Troop Leader Glenn DeYoung said Alex, then 10, shared his intentions the first day they met.

"He said, 'I'd like to be an Eagle Scout. Do you think I can do it?" DeYoung said. "I said, 'Do you think you can?' He said, 'I think I can.'"

Alex spent the next eight years achieving merit badges that required him to push his physical limitations.

He used a three-wheel hand cycle to make several long bike trips, all more than 10 miles, including a 50-mile trek near Clare. He finished them with blisters on his hands instead of his feet.

Despite being prone to skin sores, he camped out overnight numerous times over the next eight years, with a parent coming along to help.

Some of the required badges dealt with budgeting and civic responsibility.

He earned another for sailing in Key West, Florida, spending five days aboard a sailboat with a group of fellow Scouts. They snorkeled, fished and learned how to handle the boat.

The most challenging for Alex was swimming a quarter mile. He's a good swimmer but earning the badge wasn't simple.

While submerged and treading water in a 90-acre lake at Northwoods Boy Scout Reservation in Lupton, Scouts had to remove their jeans and turn them into a flotation device. They were tasked with tying a knot in one end of a pant leg and blowing air in one side.
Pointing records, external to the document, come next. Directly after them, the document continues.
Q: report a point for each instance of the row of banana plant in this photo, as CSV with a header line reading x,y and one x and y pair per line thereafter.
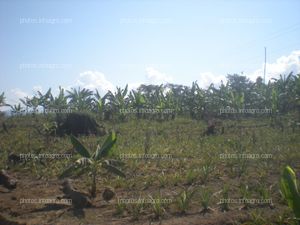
x,y
280,95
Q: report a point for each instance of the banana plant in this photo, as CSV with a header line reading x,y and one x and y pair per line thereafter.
x,y
17,109
92,162
289,189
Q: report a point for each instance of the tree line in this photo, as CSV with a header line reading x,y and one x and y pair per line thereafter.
x,y
280,95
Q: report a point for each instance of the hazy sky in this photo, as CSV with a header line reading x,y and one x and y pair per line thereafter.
x,y
103,44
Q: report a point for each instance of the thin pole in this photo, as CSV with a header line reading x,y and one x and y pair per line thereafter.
x,y
265,65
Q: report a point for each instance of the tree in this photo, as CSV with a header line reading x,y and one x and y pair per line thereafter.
x,y
80,100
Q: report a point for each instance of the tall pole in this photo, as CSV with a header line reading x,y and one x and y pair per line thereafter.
x,y
265,65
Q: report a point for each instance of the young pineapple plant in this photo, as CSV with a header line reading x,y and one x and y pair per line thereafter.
x,y
184,200
205,198
158,207
225,197
206,170
289,190
245,193
91,163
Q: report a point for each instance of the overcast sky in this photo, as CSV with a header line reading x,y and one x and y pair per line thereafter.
x,y
104,44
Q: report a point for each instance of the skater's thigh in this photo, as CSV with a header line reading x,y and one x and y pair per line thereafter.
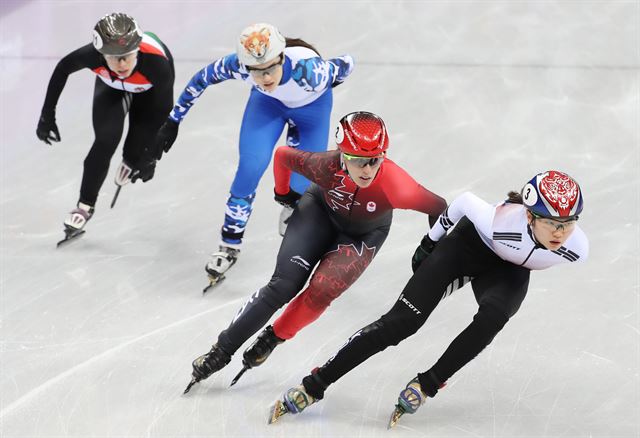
x,y
109,109
309,235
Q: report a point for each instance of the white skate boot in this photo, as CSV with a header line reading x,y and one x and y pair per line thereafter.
x,y
74,224
220,262
294,401
285,215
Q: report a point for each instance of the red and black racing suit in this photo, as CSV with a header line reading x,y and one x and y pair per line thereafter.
x,y
337,227
147,95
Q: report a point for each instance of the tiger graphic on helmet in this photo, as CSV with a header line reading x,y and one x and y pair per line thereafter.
x,y
257,43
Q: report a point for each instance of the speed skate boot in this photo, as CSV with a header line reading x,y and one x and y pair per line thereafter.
x,y
294,401
207,364
285,215
412,397
259,351
75,223
220,262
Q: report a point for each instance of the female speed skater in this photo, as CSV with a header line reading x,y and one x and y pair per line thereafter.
x,y
338,227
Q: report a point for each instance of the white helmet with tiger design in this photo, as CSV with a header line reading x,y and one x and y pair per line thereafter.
x,y
259,43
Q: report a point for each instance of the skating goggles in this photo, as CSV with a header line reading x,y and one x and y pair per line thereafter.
x,y
267,70
124,57
363,161
556,225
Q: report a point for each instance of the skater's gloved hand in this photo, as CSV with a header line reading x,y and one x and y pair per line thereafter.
x,y
166,136
422,252
289,200
47,129
144,170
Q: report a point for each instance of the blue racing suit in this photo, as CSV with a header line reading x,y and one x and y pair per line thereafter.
x,y
302,101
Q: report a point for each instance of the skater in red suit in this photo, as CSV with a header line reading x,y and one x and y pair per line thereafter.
x,y
337,227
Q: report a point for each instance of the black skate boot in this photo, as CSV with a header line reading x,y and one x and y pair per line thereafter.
x,y
207,364
219,263
259,351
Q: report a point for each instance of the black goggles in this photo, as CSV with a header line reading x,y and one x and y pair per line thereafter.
x,y
363,161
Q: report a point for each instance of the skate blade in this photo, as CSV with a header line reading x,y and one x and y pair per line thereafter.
x,y
69,236
395,416
237,377
115,197
193,382
213,282
277,410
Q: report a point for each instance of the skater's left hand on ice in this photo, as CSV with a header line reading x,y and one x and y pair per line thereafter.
x,y
47,129
144,171
289,200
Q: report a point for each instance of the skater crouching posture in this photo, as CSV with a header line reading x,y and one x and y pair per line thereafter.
x,y
135,75
291,85
495,247
338,226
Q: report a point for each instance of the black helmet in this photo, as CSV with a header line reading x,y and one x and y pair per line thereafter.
x,y
116,34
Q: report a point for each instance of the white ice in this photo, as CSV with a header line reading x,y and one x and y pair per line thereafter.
x,y
97,338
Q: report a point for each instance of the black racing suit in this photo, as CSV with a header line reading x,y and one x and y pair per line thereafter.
x,y
146,95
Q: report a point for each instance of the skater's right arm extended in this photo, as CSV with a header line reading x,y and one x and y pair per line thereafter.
x,y
478,211
318,167
218,71
83,57
227,67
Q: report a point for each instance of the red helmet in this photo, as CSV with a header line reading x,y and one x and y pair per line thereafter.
x,y
362,134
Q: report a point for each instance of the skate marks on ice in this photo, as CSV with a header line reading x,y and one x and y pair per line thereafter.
x,y
41,390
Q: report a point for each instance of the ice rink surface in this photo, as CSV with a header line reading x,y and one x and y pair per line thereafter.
x,y
97,338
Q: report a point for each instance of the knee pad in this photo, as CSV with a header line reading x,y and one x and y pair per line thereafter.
x,y
392,330
490,320
279,291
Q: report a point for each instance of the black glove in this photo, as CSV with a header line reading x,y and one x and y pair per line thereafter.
x,y
145,170
422,252
47,129
289,200
166,136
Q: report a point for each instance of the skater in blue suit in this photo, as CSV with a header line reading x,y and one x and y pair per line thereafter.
x,y
291,86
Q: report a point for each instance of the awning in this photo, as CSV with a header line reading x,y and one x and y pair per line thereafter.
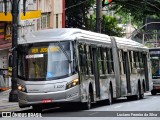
x,y
29,15
5,46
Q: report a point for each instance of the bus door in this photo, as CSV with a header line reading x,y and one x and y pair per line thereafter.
x,y
127,71
146,70
96,70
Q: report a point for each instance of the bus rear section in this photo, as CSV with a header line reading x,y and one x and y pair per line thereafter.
x,y
155,63
47,74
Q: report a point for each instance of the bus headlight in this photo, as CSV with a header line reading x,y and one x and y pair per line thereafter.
x,y
21,88
72,83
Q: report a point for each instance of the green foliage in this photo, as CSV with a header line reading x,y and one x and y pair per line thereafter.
x,y
76,12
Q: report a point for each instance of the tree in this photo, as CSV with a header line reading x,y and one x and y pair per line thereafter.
x,y
76,12
137,9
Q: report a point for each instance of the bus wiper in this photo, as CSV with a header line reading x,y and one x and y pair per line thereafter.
x,y
59,44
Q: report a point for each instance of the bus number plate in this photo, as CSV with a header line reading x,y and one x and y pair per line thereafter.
x,y
47,101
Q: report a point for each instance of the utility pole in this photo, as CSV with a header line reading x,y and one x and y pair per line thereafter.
x,y
15,13
98,14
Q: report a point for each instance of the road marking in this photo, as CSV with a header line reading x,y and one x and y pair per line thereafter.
x,y
118,106
93,113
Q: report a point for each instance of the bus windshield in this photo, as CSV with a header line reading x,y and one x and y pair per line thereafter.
x,y
44,61
155,61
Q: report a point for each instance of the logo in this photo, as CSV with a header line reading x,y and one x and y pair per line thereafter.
x,y
6,114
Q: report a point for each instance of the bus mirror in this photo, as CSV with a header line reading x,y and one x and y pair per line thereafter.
x,y
83,59
11,61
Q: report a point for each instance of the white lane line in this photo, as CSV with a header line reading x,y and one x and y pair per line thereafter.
x,y
93,113
118,106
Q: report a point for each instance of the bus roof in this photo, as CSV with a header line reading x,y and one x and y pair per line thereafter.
x,y
61,34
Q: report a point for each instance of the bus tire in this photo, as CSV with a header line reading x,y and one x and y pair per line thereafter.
x,y
37,108
110,96
153,92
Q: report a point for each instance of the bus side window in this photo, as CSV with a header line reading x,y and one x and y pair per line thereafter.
x,y
81,51
110,60
124,63
107,60
90,60
141,60
86,51
134,56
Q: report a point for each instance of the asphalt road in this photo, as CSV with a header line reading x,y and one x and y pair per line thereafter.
x,y
122,109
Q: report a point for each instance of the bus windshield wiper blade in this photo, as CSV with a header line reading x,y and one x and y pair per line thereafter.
x,y
59,44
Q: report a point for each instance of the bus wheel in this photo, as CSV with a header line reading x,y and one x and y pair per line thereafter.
x,y
110,96
37,108
87,105
153,92
137,97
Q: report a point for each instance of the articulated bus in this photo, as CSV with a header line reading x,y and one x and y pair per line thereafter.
x,y
70,65
155,62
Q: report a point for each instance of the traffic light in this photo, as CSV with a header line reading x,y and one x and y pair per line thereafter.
x,y
106,2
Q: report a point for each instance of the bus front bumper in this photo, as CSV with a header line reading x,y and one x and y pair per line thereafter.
x,y
29,99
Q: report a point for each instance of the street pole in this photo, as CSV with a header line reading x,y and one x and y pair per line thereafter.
x,y
13,94
98,14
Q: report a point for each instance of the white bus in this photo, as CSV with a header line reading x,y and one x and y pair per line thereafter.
x,y
70,65
155,62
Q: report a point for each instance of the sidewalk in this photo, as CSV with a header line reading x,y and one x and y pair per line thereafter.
x,y
5,105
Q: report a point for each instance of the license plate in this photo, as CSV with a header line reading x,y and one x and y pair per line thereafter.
x,y
47,101
157,87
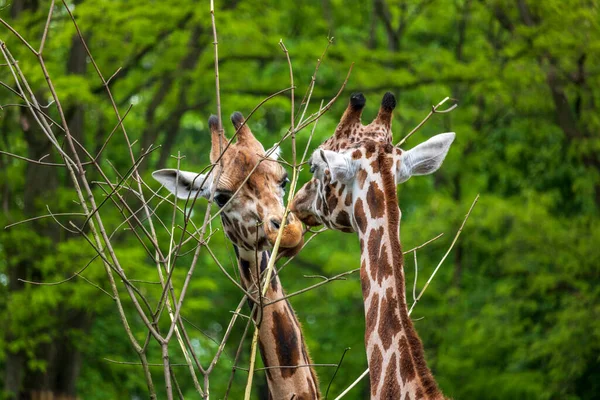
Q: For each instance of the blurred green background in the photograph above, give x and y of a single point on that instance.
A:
(514, 311)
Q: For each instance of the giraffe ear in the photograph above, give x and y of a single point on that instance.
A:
(340, 166)
(425, 158)
(275, 152)
(183, 184)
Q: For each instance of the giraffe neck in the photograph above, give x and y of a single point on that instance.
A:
(394, 350)
(280, 338)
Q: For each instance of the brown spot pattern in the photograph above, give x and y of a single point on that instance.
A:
(375, 369)
(361, 176)
(359, 216)
(391, 387)
(407, 370)
(286, 341)
(375, 200)
(348, 200)
(389, 322)
(374, 250)
(364, 280)
(343, 219)
(371, 317)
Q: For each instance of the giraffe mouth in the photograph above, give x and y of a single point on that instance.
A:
(291, 236)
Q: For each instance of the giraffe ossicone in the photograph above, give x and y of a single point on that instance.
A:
(353, 189)
(251, 219)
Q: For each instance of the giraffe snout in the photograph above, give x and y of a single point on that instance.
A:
(292, 230)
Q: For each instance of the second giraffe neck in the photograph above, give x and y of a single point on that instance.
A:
(395, 352)
(280, 338)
"My lower half is just dead weight," Alex said. "The first time I tried to do it, I couldn't. I only use my arms so I was trying to blow it up and actually keep swimming. It was hard for me."

The next morning he went back in the water without his leg braces and, with five or six fellow Scouts cheering him on, completed the task.

"I just kind of jumped in and did it," Alex said. "I kept telling myself, 'I have to.' There was never the thought, 'I can't.'"

"He's a go-getter," DeYoung said. "There's no stopping him. If he wants to do something he's going to find a way to do it."

DeYoung said Alex rarely asks for help, but frequently offers to assist others.

"It was phenomenal to see someone who struggles to walk getting around with other boys at the same pace," he said.

His Eagle Scout project was the design of two wooden benches. They sit at Delta Mills Park - and were one of the final steps he took to realize his goal.

Totte said when the four-member review board called him back into the conference room to tell him he'd reached it, the news was "a relief."

"It was one of the happiest moments of my life," he said.

"If you put your mind to it you can do anything," Mike Totte said. "This was his goal, it's what he wanted. He never lost confidence in his ability to finish what he started."

Alex is learning how to drive now. He'll use hand levers to control the brake and accelerator. And he's preparing for the next challenge - college.

He's making new goals, including studying to become a counselor, but says he'll never forget achieving the rank of Eagle Scout.

"I always had faith that I could do it," Totte said. "I never doubted it."